The paper proposed a training-free method for improving both temporal consistency and motion intensity of video diffusion models. The first component is temporal self-guidance. The analysis shows that disparities between temporal attention maps across different blocks are related to the structure coherence of generated videos. To create videos with better structure coherence and temporal consistency, the temporal attention map of the first upsampling block is added to the attention maps of subsequent blocks. The second component is frequency spectrum re-weighting. The attention maps are decomposed into a high-frequency part and a low-frequency part. To increase the motion intensity, the high-frequency part will be multiplied by a scalar greater than 1.
优点
- The analysis of the temporal attention map is interesting and provides a lot of insights.
- The paper reads well and is easy to follow.
- The ideas of both components are interesting.
缺点
- There are only ~10 example video results for each model in the supplemental material.
- For different models (AnimateDiff, VideoCrafter2), the default hyper-parameters are quite different.

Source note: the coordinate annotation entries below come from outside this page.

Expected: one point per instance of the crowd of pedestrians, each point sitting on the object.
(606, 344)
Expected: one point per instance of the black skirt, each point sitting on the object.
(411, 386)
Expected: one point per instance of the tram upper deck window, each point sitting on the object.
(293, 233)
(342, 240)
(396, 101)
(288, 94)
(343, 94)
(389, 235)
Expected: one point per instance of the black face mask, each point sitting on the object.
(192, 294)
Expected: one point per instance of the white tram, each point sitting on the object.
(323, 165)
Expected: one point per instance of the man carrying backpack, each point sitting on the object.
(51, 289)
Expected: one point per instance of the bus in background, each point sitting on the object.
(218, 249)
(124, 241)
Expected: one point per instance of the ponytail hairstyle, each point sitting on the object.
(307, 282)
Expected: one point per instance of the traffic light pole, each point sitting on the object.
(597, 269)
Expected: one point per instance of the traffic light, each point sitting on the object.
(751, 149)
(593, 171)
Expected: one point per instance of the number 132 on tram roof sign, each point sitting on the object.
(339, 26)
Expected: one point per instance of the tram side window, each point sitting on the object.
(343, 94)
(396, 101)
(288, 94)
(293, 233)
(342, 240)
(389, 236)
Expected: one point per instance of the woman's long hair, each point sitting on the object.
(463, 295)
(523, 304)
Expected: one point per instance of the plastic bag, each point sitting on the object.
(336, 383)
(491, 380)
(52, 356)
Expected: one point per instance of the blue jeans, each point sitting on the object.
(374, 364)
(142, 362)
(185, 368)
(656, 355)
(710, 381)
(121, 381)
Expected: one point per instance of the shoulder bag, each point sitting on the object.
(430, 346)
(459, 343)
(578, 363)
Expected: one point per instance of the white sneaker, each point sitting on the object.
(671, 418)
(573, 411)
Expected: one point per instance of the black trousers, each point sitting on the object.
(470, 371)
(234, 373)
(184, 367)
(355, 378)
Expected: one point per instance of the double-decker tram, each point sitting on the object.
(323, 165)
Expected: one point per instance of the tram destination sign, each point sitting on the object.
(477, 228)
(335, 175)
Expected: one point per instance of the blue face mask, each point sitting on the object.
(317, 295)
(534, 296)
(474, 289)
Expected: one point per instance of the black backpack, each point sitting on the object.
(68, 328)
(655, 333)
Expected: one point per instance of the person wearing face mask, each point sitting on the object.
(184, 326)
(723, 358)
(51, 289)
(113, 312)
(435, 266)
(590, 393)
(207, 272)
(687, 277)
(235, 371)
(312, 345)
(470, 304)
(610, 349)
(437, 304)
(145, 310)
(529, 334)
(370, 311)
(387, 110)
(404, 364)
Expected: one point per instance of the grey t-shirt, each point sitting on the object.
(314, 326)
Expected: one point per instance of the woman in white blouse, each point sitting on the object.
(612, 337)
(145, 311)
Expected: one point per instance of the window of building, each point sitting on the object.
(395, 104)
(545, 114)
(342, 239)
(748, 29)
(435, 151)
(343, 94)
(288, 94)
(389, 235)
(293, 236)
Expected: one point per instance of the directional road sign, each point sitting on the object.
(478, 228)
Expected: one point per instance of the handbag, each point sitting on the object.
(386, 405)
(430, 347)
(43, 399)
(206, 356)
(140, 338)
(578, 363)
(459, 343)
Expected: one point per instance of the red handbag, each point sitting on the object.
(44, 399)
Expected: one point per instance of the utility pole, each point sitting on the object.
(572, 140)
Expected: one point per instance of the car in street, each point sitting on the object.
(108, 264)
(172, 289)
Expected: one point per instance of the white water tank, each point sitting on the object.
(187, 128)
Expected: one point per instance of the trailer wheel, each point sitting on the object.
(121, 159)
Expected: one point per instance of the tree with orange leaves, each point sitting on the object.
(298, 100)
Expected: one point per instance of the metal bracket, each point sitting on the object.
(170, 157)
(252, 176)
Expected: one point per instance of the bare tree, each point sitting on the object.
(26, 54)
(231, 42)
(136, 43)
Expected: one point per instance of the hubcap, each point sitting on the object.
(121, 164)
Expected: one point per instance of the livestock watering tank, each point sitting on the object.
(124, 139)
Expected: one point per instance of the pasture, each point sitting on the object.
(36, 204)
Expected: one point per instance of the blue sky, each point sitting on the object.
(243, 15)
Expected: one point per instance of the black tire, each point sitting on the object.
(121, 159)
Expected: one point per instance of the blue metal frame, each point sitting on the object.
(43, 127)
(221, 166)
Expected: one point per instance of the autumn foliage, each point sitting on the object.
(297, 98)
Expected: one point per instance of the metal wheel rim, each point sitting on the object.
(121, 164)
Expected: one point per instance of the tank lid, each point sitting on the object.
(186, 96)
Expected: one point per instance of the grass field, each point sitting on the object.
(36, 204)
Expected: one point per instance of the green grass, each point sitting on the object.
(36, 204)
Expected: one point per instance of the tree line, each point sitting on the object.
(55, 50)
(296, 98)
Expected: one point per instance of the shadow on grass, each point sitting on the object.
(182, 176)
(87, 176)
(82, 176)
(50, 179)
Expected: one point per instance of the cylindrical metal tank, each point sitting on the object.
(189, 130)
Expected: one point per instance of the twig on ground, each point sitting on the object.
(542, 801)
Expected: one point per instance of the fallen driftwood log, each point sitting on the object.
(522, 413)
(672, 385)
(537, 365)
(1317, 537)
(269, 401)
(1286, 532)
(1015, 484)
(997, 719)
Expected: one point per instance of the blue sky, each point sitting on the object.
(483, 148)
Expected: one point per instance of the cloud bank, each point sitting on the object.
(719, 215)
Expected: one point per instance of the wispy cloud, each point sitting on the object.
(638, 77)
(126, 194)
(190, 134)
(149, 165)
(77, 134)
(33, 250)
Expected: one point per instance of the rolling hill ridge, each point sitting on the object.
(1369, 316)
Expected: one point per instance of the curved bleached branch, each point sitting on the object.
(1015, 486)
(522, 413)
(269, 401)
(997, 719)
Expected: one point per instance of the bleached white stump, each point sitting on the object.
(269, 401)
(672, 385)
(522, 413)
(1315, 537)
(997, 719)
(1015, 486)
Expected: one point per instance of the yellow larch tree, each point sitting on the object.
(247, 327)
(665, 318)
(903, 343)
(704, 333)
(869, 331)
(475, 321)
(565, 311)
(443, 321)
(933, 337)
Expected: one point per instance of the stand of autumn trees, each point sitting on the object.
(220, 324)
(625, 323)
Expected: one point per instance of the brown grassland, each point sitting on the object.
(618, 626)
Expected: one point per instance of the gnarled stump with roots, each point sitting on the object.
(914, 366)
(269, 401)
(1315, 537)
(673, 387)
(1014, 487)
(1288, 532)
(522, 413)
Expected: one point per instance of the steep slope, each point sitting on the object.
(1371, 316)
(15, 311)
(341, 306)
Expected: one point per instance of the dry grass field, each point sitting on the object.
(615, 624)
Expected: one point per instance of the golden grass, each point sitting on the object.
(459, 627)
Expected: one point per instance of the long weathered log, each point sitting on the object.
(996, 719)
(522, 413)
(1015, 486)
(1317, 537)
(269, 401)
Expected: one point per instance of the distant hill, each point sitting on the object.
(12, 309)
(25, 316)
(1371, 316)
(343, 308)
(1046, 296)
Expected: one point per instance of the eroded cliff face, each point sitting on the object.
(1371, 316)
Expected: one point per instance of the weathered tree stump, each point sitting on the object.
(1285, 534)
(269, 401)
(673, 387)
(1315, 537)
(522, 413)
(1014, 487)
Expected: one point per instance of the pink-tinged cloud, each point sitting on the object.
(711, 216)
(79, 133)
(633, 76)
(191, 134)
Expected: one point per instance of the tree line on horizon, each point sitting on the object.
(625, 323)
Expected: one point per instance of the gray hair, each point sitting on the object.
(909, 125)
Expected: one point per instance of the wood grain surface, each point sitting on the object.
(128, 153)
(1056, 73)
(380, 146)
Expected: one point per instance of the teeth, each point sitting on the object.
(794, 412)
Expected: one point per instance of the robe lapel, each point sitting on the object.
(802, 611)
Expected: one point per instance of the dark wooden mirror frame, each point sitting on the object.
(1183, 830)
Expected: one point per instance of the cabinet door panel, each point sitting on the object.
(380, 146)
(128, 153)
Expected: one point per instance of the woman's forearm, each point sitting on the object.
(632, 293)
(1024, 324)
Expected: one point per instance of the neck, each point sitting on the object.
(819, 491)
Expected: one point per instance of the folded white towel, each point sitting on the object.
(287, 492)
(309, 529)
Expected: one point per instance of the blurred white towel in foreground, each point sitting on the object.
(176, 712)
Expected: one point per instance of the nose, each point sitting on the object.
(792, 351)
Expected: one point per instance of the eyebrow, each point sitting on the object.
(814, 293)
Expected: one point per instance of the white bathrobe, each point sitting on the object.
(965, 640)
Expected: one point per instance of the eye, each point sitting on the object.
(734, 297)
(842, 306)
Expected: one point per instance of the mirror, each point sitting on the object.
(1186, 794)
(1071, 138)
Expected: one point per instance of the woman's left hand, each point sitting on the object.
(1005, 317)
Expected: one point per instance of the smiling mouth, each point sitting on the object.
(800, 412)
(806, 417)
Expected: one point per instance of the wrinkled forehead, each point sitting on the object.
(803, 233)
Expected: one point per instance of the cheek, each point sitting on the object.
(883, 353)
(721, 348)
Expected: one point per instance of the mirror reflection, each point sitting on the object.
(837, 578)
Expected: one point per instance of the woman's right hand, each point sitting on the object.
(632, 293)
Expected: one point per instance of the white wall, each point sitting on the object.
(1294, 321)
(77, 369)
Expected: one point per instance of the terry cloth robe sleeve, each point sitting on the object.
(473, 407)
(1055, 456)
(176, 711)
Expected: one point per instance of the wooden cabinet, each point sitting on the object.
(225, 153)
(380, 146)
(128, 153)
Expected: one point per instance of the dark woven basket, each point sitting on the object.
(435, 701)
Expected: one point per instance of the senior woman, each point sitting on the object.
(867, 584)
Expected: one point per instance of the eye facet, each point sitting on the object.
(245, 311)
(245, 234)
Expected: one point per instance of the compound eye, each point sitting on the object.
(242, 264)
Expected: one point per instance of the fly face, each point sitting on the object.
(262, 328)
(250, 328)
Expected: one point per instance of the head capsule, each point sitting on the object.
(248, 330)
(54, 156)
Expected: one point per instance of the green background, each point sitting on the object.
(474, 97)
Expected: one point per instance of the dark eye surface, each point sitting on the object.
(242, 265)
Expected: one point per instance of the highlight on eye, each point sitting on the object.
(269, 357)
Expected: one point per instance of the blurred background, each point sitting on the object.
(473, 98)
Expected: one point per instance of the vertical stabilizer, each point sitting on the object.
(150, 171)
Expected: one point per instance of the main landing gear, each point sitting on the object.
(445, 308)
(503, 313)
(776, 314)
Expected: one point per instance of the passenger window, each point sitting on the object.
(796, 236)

Users might need heavy manual tuning for these hyper-parameters.
- Ablation experiments of different values of alpha and beta are missing.
- VBench is a standard video generation benchmark, but the paper doesn't use the metrics from VBench.
问题
How is the hyper-parameter \tau decided? How does it affect the performance of the method?
This paper presented a training-free method BroadWay to improve the quality of text-to-video generation. BroadWay involves two major components, Temporal Self-Guidance and Fourier-based Motion Enhancement. Experiments show its effectiveness on several existing video generation models such as AnimateDiff and VideoCrafter2.
优点
- A training-free method BroadWay to improve the quality of text-to-video generation.
- Temporal Self-Guidance and Fourier-based Motion Enhancement.
- Effectiveness on several existing video generation models such as AnimateDiff and VideoCrafter2.
缺点
- Will the method be extended to DiT-based video generation.
- Several relevant training-free enhancement methods, such as Freeu and VideoElevator, also adopted Fourier-based Enhancement. More discussion and comparison is suggested to clarify their difference.
- Albeit training-free is convenient for use, training usually is beneficial to performance. Some discussion on this issue is preferred.
问题
- Will the method be extended to DiT-based video generation.
- Several relevant training-free enhancement methods, such as Freeu and VideoElevator, also adopted Fourier-based Enhancement. More discussion and comparison is suggested to clarify their difference.
- Albeit training-free is convenient for use, training usually is beneficial to performance. Some discussion on this issue is preferred.
Thanks for your comments, we decide to make a thorough revision and resubmit this manuscript.